Val d'Isere Apres Ski
The Val d'Isere après ski scene kicks off mid afternoon at Folie Douce which is found at the top of La Daille gondola. The famous Folie Douce has become an institution with blaring music, live DJs and is always packed with ski boot stomping dancers. Luckily for those who've had one too many you can ride down to safety in the gondola rather than attempt the ski back to resort (which is usually ill advised after a full-on session at the Folie). Cocorico is the new Val d'Isere après ski bar, located above the DouDoune Club. This has been an instant hit and carries on the electric atmosphere from the Folie with live bands and DJs, cheap drinks and of course more dancing on tables in ski boots. Bananas at the foot of the slopes and its famous green Kamikazi drinks are popular for the ski hard, play hard young. Cafe Face is also extremely popular with super cheap drinks. For more of a low key drink, Blue Note, just off snow square has a great friendly atmosphere and free après ski nibbles. The Fall Line is also a nice bar just off the main street to sample some of Val d'Isere finest toffee vodka. La Rosee Blanche is a beautiful, rustic bar at the bottom of La Daille cable car, positioned in a sun trap to enjoy a glass of wine after a hard day's skiing. The first floor bar of the Blizzard Hotel has a very sophisticated setting, perfect for aperitifs or after dinner drinks. The Moris Pub, Saloon and Petit Danois are all lively bars that will see you through to the early hours.
Val d'Isere Nightlife
The nightlife in Val d'Isere for the Brits is all about the famous Dicks T - Bar. DouDoune is the new nightclub just off the Rond Point des Piste area of Val. It's absolutely huge attracting well known DJs and artists often putting on big events till 6am. The Petit Danois is a good alternative with excellent lively music and pitchers of Red Erik.
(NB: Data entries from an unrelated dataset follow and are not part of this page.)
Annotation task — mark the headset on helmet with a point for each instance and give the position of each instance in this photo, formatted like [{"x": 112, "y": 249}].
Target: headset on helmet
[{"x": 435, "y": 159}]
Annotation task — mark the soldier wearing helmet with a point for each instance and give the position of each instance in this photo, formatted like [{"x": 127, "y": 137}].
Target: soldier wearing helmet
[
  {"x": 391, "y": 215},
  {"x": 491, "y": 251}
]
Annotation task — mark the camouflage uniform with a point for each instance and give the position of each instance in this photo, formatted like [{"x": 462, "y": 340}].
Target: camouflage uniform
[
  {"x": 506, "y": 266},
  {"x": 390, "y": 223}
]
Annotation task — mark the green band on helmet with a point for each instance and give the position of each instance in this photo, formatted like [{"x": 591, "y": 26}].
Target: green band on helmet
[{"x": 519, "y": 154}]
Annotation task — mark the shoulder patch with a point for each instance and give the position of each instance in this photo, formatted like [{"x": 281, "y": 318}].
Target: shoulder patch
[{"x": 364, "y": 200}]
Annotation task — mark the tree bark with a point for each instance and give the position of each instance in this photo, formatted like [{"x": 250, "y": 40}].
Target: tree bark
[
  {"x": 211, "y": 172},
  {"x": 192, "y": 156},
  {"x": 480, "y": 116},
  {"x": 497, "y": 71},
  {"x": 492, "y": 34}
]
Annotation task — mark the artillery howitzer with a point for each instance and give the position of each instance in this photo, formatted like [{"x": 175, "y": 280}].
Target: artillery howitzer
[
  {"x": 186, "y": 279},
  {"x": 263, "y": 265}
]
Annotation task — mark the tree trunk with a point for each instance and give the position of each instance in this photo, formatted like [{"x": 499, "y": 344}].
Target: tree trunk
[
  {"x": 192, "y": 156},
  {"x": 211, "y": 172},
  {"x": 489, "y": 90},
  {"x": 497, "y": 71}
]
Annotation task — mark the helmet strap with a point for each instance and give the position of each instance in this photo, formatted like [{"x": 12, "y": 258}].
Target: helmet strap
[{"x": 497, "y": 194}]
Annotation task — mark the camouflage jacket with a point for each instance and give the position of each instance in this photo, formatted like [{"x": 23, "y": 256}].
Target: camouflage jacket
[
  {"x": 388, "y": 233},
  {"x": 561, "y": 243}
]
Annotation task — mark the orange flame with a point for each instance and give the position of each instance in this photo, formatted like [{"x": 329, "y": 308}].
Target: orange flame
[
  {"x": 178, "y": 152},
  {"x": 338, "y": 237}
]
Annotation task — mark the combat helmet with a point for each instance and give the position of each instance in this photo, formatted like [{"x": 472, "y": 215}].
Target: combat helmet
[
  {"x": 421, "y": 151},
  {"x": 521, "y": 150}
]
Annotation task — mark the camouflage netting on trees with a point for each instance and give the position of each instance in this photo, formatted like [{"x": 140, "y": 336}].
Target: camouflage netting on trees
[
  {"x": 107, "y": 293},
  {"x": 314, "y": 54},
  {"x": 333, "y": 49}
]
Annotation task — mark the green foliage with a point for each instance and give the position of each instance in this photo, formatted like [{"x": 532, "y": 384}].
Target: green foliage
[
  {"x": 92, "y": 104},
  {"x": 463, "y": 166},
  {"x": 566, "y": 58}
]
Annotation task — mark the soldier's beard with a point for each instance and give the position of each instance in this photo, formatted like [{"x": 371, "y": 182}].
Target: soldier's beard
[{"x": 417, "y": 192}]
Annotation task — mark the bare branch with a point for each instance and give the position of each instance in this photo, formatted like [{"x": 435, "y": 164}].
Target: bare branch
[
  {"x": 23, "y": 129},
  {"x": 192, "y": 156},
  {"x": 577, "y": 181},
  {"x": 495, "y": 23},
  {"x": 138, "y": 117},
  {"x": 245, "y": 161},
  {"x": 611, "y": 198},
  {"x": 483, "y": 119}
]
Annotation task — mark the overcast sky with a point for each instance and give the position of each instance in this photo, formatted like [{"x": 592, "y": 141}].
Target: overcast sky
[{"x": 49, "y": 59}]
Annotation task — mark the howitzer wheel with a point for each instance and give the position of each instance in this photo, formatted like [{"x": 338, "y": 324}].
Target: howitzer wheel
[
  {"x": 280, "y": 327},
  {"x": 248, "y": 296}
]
Cafe Face is also great often with live music and singers from the Folie Douce. Moris Pub has a great Open Mic night on a Monday well worth popping down to. The club called Le Graal, just off the main high street is predominantly a French hang out. For a quieter evening away from your chalet, Val d'Isere's Lodge is cosy and there are a variety of other sophisticated hotel bars, piano bars and cocktail lounges.